Such a move, which has been rumoured for weeks in media outlets in Lebanon close to the Bashar al-Assad regime, would represent a tectonic shift in the region’s dynamics, realigning protagonists in the war and potentially spelling an end to the rebellion against Assad’s rule. 
It would also indicate that Turkey sees the threat of Kurdish expansionism in northern Syria as a greater priority than the removal of Assad, who in 2011spurned demands by Recep Tayyip Erdoğan, then prime minister and now president, that he recognise rather than crush popular opposition to his rule.

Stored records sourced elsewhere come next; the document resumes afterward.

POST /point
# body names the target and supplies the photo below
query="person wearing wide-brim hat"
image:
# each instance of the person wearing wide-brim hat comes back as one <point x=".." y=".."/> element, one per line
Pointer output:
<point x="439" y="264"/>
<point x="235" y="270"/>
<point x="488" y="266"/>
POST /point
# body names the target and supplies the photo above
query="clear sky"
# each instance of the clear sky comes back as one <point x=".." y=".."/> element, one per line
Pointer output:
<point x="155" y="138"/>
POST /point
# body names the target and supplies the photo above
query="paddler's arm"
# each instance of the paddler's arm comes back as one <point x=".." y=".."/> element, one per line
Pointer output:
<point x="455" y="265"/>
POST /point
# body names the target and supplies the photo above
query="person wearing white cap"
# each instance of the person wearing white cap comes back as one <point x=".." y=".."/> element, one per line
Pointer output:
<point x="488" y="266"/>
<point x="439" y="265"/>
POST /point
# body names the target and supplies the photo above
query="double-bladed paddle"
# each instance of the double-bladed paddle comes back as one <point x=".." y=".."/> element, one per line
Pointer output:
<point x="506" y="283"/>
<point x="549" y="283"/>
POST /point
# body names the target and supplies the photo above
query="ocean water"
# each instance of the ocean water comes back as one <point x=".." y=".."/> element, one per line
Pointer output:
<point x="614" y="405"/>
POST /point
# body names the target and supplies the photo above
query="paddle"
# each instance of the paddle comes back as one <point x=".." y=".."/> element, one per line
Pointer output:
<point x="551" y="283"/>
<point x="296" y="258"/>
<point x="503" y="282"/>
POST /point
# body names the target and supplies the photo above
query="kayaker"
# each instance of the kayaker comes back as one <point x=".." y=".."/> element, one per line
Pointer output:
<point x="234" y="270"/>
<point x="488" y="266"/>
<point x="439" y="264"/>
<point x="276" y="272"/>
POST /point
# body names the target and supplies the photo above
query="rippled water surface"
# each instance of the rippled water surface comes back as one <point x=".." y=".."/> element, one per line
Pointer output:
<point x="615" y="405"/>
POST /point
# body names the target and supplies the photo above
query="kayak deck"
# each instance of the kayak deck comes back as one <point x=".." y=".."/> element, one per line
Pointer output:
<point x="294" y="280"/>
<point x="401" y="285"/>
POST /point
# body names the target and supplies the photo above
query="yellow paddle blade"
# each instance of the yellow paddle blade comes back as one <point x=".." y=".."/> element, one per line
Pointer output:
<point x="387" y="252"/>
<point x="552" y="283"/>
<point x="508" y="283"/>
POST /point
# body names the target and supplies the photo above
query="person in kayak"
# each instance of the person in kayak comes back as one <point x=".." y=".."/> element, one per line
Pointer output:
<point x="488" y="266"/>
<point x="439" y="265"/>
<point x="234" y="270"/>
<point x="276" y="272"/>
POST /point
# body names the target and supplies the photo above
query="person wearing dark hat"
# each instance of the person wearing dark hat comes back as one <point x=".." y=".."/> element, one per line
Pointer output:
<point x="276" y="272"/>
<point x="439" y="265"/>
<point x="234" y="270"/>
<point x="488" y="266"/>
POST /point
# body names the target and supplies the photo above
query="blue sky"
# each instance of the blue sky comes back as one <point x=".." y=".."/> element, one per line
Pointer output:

On Wednesday the prime minister, Binali Yıldırım, said in a television address that restoring relations with Syria was needed both in the context of a counter-terrorism campaign and an overall reset of relations with regional powers.


I am sure that we will return [our] ties with Syria to normal,” he said. “We need it. We normalised our relations with Israel and Russia. I’m sure we will go back to normal relations with Syria as well. We need this [because] in order for counterterrorism efforts to succeed there has to be stability in Syria and Iraq and [they] need to adopt a system of government that represents all our brothers and sisters [in Syria and Iraq]. This is inevitable.”
Turkish officials played down suggestions that Yıldırım’s remarks represented a policy reversal, insisting there was no intention of seeking reconciliation with Assad’s government, only with whichever government replaces him.
“There is a distinction between Syria and Bashar al-Assad,” a senior Turkish official said. “We hope, at some point, relations between Turkey and Syria will get back to normal. That’s what it is. That’s all it is.”
The remarks came weeks after Ankara restored diplomatic ties with Russia andIsrael, ending months of escalating tensions with the Kremlin after Turkey shot down a Russian fighter jet that had strayed into its airspace, and years of severed relations with Israel after several Turkish citizens died when Tel Aviv ordered a raid on the Mavi Marmara, a flotilla attempting to break the siege of Gaza.
They reflect widespread fears inside Turkey that the war in Syria is threatening the country’s territorial integrity, a development that would have wider implications for Turkey’s restive Kurdish population.
The Kurdish PYD and its paramilitary force, the YPG, hold sway across vast tracts of northern Syria along the border with Turkey, which says they are Syrian affiliates of the Kurdistan Workers party (PKK), a designated terrorist organisation that is fighting a long-running insurgency in south-east Turkey.
Syria’s Kurds recently declared the territory they had clawed back from Islamic State control, with American backing, part of an autonomous zone that neither the Turkish nor the Syrian governments recognise, and which Ankara fears will spur its own insurgency.
Turkey has suffered terror attacks in its territory, including the recent bombing of its bustling Atatürk airport and an attack in Ankara last October that killed more than 100 people at a peace rally, both of which were blamed on Isis. Kurdish separatists have claimed several attacks against Turkish security forces.
Turkey has long been a staunch opponent of Assad, and has repeatedly called for his departure as the only path towards a credible peace process that would end the civil war. In that time Turkey has taken in more than 2 million Syrian refugees. Erdoğan said this month that he may offer citizenship to some.